El diferendo Estados Unidos-Cuba no es una partida de ajedrez entre la CIA y nuestra Seguridad del Estado, o entre la Casa Blanca y el Palacio de la Revolución. El pueblo cubano es sujeto activo de esa disputa, siempre lo ha sido. ¿Quién si no derrotó a los mercenarios en Girón?

La pregunta nuestra podría ser: ¿cuáles resortes de lo social, cuáles necesidades, malestares y frustraciones han cristalizado en algo como la sentada frente al Mincult? Hay poco de casual en todo lo que ha ocurrido. No es casual que el gremio de los realizadores audiovisuales estuviera sobrerrepresentado ahí. No es casual tampoco que la composición social de los participantes fuera fundamentalmente de universitarios jóvenes, asociados sobre todo al mundo de las artes y las humanidades, o del periodismo. No es casual que las redes sociales hayan sido la herramienta por excelencia de ese acto político. 

Las nuevas tecnologías de la información y las comunicaciones han llegado a cambiar para siempre las formas de socialidad humana. El cambio civilizatorio que esto representa cambia las reglas de funcionamiento de lo político, y no solo en cuanto a la capacidad multiplicada del capital para dominar, sino también por el creciente potencial para la movilización, la participación y la organización de la gente. Tanto el 27N como la Tángana son pruebas de ello. Esta nueva realidad ha producido, en parte del mundo, lo que pudiéramos llamar un momentum, un ímpetu antiautoritario. Y entonces nos enfrentamos al hecho de que tanto los estados neoliberales, como los estados al estilo del socialismo “real”, poseen rasgos autoritarios. Claro que el contenido de todos los modos de ser autoritario no es el mismo, por eso no hay identidad entre un estado neoliberal como el chileno y el estado cubano.

El momento autoritario del estado cubano tiene como causa fundamental el asedio permanente por parte del imperialismo norteamericano; de ahí la dificultad de construir un parlamento en una trinchera como decía Cintio Vitier. En los estados neoliberales, en cambio, el poder se usa autoritariamente para el despojo y para el disciplinamiento del cuerpo social en beneficio del mercado. En este sentido el autoritarismo es más una forma que un contenido político como tal.
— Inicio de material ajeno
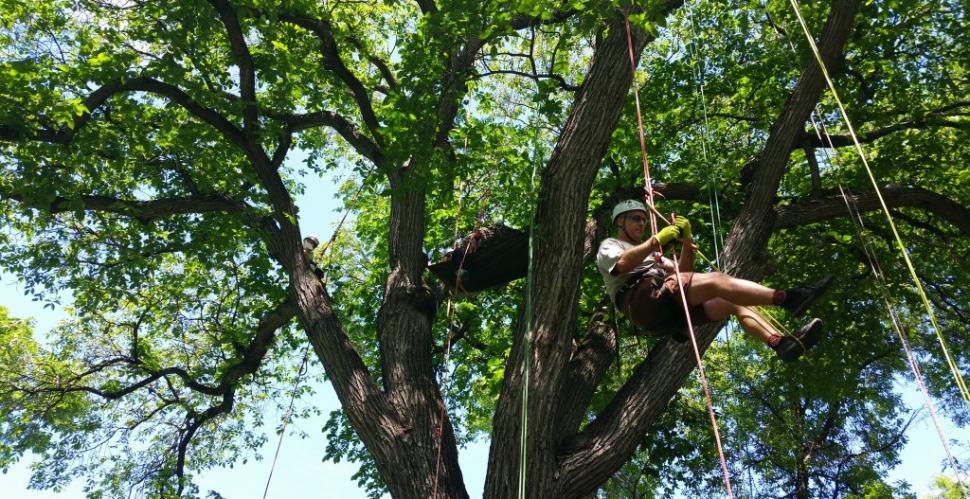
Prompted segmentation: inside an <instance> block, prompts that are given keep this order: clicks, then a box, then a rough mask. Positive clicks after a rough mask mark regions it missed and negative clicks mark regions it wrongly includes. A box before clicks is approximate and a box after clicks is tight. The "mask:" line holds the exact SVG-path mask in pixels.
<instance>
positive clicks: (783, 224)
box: [774, 185, 970, 235]
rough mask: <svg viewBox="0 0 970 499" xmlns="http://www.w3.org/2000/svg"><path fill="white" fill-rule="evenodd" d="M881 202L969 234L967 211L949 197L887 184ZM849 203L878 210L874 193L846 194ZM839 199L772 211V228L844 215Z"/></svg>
mask: <svg viewBox="0 0 970 499" xmlns="http://www.w3.org/2000/svg"><path fill="white" fill-rule="evenodd" d="M882 195H883V199H884V200H885V201H886V205H887V206H888V207H889V208H902V207H912V208H920V209H923V210H926V211H928V212H930V213H933V214H935V215H936V216H939V217H940V218H943V219H944V220H946V221H947V222H949V223H951V224H953V225H954V226H955V227H957V228H958V229H959V230H960V233H961V234H963V235H970V209H968V208H967V207H965V206H963V205H961V204H959V203H957V202H955V201H953V200H951V199H950V198H948V197H946V196H943V195H941V194H937V193H935V192H932V191H928V190H926V189H923V188H921V187H904V186H900V185H887V186H885V187H883V188H882ZM850 201H851V202H852V203H853V204H854V205H855V206H856V207H857V209H858V210H859V211H860V212H864V211H872V210H879V209H881V206H880V204H879V198H878V197H877V196H876V194H875V192H866V193H862V194H854V195H850ZM847 214H848V213H847V211H846V208H845V201H844V200H843V198H842V196H841V195H839V196H830V197H826V198H822V199H817V200H808V201H805V202H802V203H796V204H792V205H788V206H778V207H776V208H775V224H774V226H775V228H780V229H781V228H790V227H796V226H800V225H806V224H810V223H815V222H821V221H824V220H829V219H832V218H838V217H843V216H846V215H847Z"/></svg>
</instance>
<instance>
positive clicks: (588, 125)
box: [485, 1, 682, 497]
Aunque siempre existe el peligro de que se trastoque el medio en fin. Las experiencias amargas que el movimiento revolucionario mundial ha tenido con ello oprimen como una pesadilla nuestras mentes.

Los problemas que tienen que ver con el consenso, es decir, con la hegemonía de un proyecto de sociedad, la capacidad de ese proyecto para dotar de sentido la vida de la gente, y la realidad toda, no pueden explicarse desde posiciones liberales ni metafísicas.

Hay que examinar por qué en determinados grupos sociales ya no se impone nuestra verdad. Qué condiciones, qué prácticas, qué métodos, qué discursos hacen inescuchable o incomprensible nuestra verdad en esos sectores. Sin volverse hacia esas preguntas es imposible resanar las fisuras en la legitimidad del proyecto socialista cubano. 

Las ausencias en el discurso oficial —percibido y autopercibido como el discurso de la Revolución— de tópicos que forman parte de las agendas de los movimientos más a la izquierda alrededor del mundo, como el feminismo, el antirracismo, la discriminación, el ecologismo militante, la autogestión obrera, la educación popular, entre otros, van drenando de las filas de la Revolución a personas con sensibilidades de izquierda, pero que no encuentran eco a sus inquietudes y necesidades políticas en el espacio socialista cubano. 

En el campo de la praxis debemos recuperar la participación y la movilización popular como las vías de realización por excelencia de la democracia socialista y de la educación revolucionaria de las personas. Esto es algo que se sabía muy bien en los sesenta y que hemos ido olvidando. Hay experiencias maravillosas que van desde la campaña de alfabetización o la Operación Verdad, hasta la revolución energética, pasando por los parlamentos obreros de los noventa.